Renungan Selasa, 12 Mei 2026
Kis 16:22-34; Mzm 138:1-2a.2bc-3.7c-8; Yoh 16:5-11
Shalom, saudara-saudari terkasih dalam Kristus.
Dalam bacaan pertama, kita melihat bagaimana Paulus dan Silas mengalami penderitaan yang berat. Mereka dipukuli, dipenjara, bahkan kaki mereka dibelenggu. Secara manusiawi, keadaan itu sangat gelap dan penuh keputusasaan. Namun yang mereka lakukan justru mengejutkan: mereka berdoa dan menyanyikan pujian kepada Allah. Di saat itulah kuasa Tuhan bekerja. Gempa bumi mengguncang penjara, pintu-pintu terbuka, dan belenggu terlepas. Bukan hanya mereka yang dibebaskan, tetapi kepala penjara beserta keluarganya mengalami keselamatan dan dibaptis.
Dalam Injil, Yesus berbicara tentang kepergian-Nya. Murid-murid merasa sedih, tetapi Yesus menegaskan bahwa kepergian-Nya membawa kebaikan: Roh Kudus akan datang. Roh Kudus itulah yang menuntun manusia kepada kebenaran, menyadarkan dunia akan dosa, dan membuka hati untuk percaya kepada Kristus.
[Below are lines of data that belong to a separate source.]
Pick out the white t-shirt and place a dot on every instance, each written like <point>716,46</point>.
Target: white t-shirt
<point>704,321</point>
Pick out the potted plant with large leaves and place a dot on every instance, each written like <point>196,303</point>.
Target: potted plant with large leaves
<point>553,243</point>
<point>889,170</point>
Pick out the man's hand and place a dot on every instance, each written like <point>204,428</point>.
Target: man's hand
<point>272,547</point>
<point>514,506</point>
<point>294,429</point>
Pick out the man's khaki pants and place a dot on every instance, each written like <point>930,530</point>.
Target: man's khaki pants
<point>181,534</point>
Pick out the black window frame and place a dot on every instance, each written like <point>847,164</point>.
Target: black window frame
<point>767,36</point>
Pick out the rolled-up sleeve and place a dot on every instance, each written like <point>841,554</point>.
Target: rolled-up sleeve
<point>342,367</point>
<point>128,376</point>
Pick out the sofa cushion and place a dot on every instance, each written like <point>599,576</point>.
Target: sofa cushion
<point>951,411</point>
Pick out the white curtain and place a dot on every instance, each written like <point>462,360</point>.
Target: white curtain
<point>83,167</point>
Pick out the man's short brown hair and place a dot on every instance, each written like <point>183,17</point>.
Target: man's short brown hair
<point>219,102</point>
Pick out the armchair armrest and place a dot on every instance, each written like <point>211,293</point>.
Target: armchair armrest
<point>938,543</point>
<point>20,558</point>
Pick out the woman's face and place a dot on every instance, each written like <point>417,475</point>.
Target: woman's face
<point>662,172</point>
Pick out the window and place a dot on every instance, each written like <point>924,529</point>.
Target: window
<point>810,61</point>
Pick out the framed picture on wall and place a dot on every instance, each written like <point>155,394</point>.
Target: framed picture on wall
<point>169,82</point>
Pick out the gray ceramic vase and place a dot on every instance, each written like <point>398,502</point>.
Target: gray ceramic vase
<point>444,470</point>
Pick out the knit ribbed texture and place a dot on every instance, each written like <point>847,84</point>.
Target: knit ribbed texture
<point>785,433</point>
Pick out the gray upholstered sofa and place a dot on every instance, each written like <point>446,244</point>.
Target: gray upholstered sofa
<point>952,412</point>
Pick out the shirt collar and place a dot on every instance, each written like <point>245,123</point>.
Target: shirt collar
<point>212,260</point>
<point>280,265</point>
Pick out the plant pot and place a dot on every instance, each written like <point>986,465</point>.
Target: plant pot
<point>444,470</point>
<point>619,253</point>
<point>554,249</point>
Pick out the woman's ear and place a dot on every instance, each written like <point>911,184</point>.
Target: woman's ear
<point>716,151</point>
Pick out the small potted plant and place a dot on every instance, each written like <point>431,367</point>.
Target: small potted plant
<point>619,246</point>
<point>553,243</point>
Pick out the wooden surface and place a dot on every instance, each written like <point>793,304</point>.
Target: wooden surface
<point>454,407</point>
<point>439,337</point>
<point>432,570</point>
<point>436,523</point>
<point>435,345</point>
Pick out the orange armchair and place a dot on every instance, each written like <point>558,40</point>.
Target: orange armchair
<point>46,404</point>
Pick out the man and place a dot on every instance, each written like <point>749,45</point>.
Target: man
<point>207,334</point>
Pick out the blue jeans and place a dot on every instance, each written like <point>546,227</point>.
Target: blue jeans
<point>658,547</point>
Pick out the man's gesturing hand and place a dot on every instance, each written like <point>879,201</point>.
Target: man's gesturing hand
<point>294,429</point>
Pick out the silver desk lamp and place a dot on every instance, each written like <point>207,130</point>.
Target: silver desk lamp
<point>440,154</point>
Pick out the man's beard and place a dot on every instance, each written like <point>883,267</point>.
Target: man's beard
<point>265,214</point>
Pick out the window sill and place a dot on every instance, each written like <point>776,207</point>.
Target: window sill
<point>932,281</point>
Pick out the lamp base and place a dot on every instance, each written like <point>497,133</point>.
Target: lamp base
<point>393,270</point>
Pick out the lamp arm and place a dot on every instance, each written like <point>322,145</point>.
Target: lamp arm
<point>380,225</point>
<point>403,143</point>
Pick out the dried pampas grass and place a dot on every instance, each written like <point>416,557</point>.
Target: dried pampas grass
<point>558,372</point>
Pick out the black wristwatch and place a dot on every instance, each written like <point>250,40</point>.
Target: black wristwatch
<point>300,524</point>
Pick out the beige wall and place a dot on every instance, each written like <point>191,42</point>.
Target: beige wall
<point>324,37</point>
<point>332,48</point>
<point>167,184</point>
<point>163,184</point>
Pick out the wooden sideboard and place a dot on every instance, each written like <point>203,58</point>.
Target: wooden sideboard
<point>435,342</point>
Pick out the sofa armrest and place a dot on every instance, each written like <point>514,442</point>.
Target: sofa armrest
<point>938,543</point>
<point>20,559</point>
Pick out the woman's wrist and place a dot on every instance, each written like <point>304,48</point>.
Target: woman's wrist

Kedua bacaan ini mengajarkan bahwa ketika hidup terasa gelap—saat masalah datang, usaha terasa berat, kesehatan terganggu, atau hati diliputi kecemasan—Roh Kudus tetap bekerja. Sering kali Tuhan tidak langsung menghilangkan persoalan, tetapi Ia memberi kekuatan untuk tetap memuji dan percaya. Dari sanalah jalan keselamatan dibukakan. Kadang “penjara” kita bukan tembok besi, melainkan rasa takut, kecewa, dendam, atau putus asa. Namun ketika kita tetap berdoa dan percaya, Roh Kudus sanggup mengguncang “penjara batin” itu dan membebaskan kita. Hari ini, “penjara” apa yang sedang membelenggu hati saya? Apakah saya tetap memuji Tuhan di tengah kesulitan, atau justru tenggelam dalam keluhan?
Tuhan Yesus, utuslah Roh Kudus-Mu dalam hidupku. Saat aku berada dalam kesulitan dan kegelapan, ajarilah aku tetap percaya dan memuji nama-Mu. Bebaskan aku dari segala belenggu dosa, ketakutan, dan keputusasaan. Bukalah hatiku agar aku mengalami sukacita keselamatan-Mu. Amin. (FXG)
“Percayalah kepada Tuhan Yesus Kristus dan engkau akan selamat.”